In the early hours of Tuesday morning, the global supply chain and U.S. coastal infrastructure collided in the worst possible way. A huge container ship, the Dali, crashed into a support of Baltimore’s Francis Scott Key Bridge, causing the central span to crumble into the Patapsco River and closing the city’s harbor from the Atlantic Ocean. Eighteen hours later, around 7:30 PM on Tuesday evening, rescuers called off the search, leaving six missing people believed to have died.

With the wreckage yet to be cleared, the Port of Baltimore — a crucial shipping hub — has suspended all water traffic, according to the Maryland Port Administration, although trucks are still moving goods in and out of the area. Baltimore is the ninth busiest port in the US for international trade, meaning the impact of the crash will ripple through the regional, US and even global economies no matter how long it takes to repair the 47-year-old bridge – a timeline, say experts. , which is still unclear.

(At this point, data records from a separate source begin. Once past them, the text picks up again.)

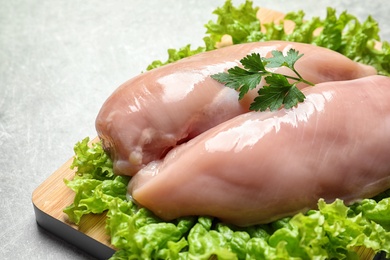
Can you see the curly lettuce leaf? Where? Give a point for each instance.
(343, 33)
(94, 183)
(332, 231)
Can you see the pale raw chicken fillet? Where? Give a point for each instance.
(157, 110)
(261, 166)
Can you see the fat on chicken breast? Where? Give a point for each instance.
(159, 109)
(260, 166)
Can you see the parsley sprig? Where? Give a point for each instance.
(281, 90)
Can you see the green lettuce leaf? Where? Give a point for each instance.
(343, 33)
(334, 230)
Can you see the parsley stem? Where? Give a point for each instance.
(300, 78)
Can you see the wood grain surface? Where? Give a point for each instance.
(52, 196)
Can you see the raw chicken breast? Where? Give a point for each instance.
(151, 113)
(261, 166)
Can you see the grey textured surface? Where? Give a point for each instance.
(59, 61)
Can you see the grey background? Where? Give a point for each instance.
(59, 61)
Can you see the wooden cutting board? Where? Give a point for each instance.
(52, 196)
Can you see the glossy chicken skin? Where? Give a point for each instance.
(260, 166)
(149, 114)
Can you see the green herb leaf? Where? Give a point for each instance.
(279, 60)
(279, 91)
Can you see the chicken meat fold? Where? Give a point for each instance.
(153, 112)
(261, 166)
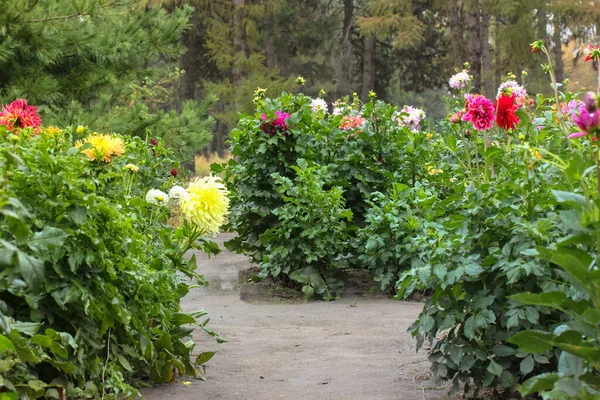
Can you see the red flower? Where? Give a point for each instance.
(20, 115)
(479, 112)
(594, 53)
(505, 112)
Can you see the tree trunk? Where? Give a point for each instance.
(270, 48)
(344, 69)
(456, 31)
(368, 66)
(239, 50)
(497, 55)
(559, 68)
(486, 69)
(192, 39)
(474, 30)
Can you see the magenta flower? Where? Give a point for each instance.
(586, 121)
(278, 124)
(479, 112)
(279, 121)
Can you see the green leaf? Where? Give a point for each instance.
(503, 350)
(495, 368)
(36, 384)
(539, 383)
(574, 261)
(183, 319)
(204, 357)
(5, 344)
(526, 365)
(48, 238)
(123, 361)
(27, 328)
(570, 365)
(533, 341)
(41, 340)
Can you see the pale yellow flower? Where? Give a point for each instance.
(206, 204)
(104, 147)
(51, 131)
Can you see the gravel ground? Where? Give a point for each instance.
(279, 347)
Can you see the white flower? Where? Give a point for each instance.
(318, 104)
(513, 87)
(412, 120)
(158, 197)
(177, 192)
(460, 80)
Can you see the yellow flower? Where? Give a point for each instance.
(104, 147)
(132, 167)
(536, 154)
(206, 204)
(52, 131)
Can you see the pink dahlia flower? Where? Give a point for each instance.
(586, 121)
(479, 112)
(18, 115)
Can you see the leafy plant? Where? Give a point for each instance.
(312, 234)
(92, 274)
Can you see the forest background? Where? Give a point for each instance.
(184, 69)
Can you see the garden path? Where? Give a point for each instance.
(353, 348)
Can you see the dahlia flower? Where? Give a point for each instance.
(132, 167)
(505, 112)
(206, 204)
(177, 192)
(278, 123)
(511, 87)
(479, 112)
(318, 104)
(412, 120)
(594, 53)
(104, 147)
(158, 197)
(351, 122)
(460, 80)
(20, 115)
(587, 122)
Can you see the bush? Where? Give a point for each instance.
(312, 234)
(92, 274)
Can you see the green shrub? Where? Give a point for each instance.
(92, 274)
(312, 233)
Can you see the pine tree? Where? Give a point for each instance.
(82, 61)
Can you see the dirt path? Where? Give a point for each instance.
(354, 348)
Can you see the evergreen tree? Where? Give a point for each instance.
(83, 61)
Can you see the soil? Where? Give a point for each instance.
(278, 346)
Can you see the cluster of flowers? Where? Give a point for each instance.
(278, 124)
(19, 115)
(103, 147)
(410, 117)
(482, 113)
(587, 120)
(204, 203)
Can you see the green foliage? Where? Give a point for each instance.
(578, 372)
(61, 56)
(363, 150)
(92, 274)
(312, 232)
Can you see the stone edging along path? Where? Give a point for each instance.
(278, 347)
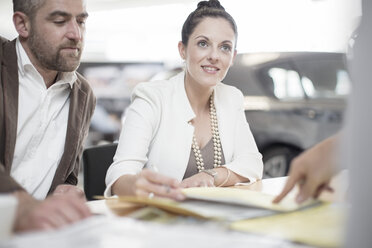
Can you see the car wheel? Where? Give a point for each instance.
(277, 160)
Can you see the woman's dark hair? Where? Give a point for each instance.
(211, 8)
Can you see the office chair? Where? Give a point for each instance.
(96, 161)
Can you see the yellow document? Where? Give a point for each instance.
(319, 226)
(244, 197)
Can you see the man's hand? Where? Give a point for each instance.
(54, 212)
(312, 170)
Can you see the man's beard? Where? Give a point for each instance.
(50, 57)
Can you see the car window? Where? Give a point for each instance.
(321, 78)
(286, 83)
(324, 78)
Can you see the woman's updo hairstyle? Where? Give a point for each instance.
(211, 8)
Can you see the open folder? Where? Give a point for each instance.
(227, 204)
(244, 197)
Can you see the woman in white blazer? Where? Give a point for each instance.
(190, 130)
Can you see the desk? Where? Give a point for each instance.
(108, 230)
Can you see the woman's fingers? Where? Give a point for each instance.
(150, 182)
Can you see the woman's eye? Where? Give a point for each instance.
(202, 43)
(59, 22)
(226, 48)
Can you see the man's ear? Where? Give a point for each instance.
(22, 24)
(182, 50)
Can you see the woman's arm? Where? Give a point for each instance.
(246, 163)
(146, 183)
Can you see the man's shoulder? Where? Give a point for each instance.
(83, 84)
(2, 42)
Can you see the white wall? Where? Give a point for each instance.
(136, 31)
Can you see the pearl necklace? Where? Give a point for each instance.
(215, 137)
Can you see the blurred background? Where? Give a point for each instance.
(292, 64)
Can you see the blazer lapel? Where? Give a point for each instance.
(73, 135)
(10, 86)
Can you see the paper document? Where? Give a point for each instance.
(318, 226)
(244, 197)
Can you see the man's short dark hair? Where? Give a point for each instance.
(28, 7)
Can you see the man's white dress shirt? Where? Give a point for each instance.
(41, 128)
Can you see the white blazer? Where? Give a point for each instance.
(156, 132)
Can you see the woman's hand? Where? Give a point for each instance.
(150, 183)
(198, 180)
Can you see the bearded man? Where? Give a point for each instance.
(45, 110)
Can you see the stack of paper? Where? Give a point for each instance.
(227, 204)
(319, 226)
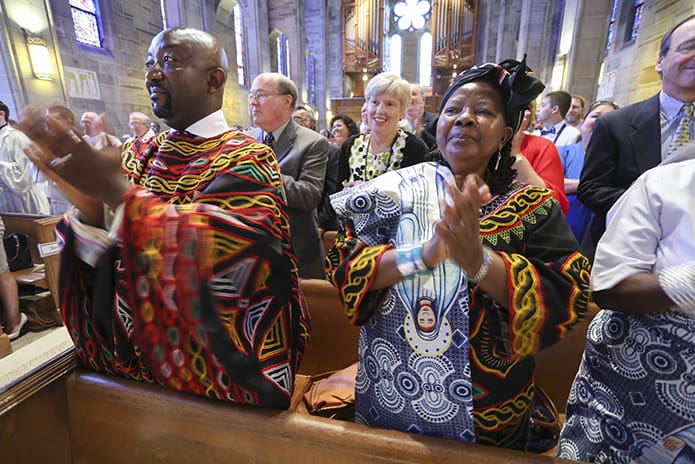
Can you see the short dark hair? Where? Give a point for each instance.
(348, 121)
(581, 99)
(6, 110)
(666, 39)
(610, 103)
(562, 99)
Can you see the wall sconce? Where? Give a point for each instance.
(40, 57)
(557, 79)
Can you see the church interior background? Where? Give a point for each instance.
(90, 53)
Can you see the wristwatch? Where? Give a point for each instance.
(484, 266)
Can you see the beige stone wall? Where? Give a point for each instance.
(629, 74)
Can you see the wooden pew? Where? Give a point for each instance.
(333, 343)
(41, 231)
(114, 420)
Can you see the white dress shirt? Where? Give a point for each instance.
(651, 226)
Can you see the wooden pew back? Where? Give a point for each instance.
(333, 343)
(40, 230)
(114, 421)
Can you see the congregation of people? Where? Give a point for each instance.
(467, 240)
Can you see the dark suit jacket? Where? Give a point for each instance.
(327, 220)
(302, 156)
(624, 144)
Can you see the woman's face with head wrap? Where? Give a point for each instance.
(472, 128)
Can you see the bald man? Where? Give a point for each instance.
(93, 127)
(139, 124)
(195, 287)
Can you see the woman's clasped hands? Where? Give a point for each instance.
(457, 233)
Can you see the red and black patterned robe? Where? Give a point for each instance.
(201, 293)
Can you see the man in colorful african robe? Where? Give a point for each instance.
(195, 287)
(437, 355)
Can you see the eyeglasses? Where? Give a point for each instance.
(261, 97)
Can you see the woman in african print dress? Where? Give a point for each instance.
(458, 274)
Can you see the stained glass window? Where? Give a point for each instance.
(611, 26)
(395, 47)
(239, 42)
(283, 54)
(85, 17)
(425, 60)
(310, 71)
(636, 18)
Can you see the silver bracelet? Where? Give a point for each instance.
(409, 259)
(484, 266)
(678, 283)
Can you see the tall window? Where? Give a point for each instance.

This will be particularly painful for the automotive, agricultural equipment and construction industries, as Baltimore on the US East Coast handles the most “roll on, roll off” vessels – an industry term for vessels designed to transport cargo on wheels. The port has the specialized equipment to transport these products, employees trained in their use, and, crucially, a location within an overnight driving distance of the densely populated East Coast and heavily built-up Midwest.

Last year, almost 850,000 cars and light trucks passed through the port. This also applied to 1.3 million tons of agricultural and construction machinery.

Fortunately for the logistics industry, there are some alternative routes, both for ships entering the port and for trucks crossing the river. Two tunnels cross the Patapsco and could carry some of the goods and people that once traveled over the Key Bridge, which was also part of Maryland Route 695. Nearby ports, including Norfolk in Virginia, Philadelphia in Pennsylvania and Savannah in Georgia, should are closed. able to accept many of the goods commonly handled by the Port of Baltimore.

But the shipping picture will become more complicated the longer it takes for the disaster to be resolved. Ships transport large, heavy goods across the oceans in large quantities, albeit relatively slowly. This means that changes to their routes and destinations can add a lot of time to a trip. If a ship is carrying a lot of different cargoes for a lot of different industries, a robbery along the way will leave a lot of people clamoring for their supplies.

“Everyone now says, ‘We’re going to reroute, it’ll be fine,’” said Nada Sanders, an expert in supply chain management at Northeastern University. “If this continues for a while, things won’t turn out well. It will affect prices.”

Bigger ships, same bridge

The destruction of the bridge also underlines that boats are getting bigger. Trade transport volume across the seas has tripled over the past three decades. With a length of almost 300 meters, the Dali is emblematic of the ballooning shipping industry.

The growth of boats is due to simple economics: the more goods you can cram onto a ship, the more you save on costs. “The amount of freight has increased dramatically,” said Zal Phiroz, a supply chain analyst at UC San Diego. “This has been heavily influenced by Covid, and also post-Covid. Freight prices skyrocketed, container prices skyrocketed. Everything just went through the roof.”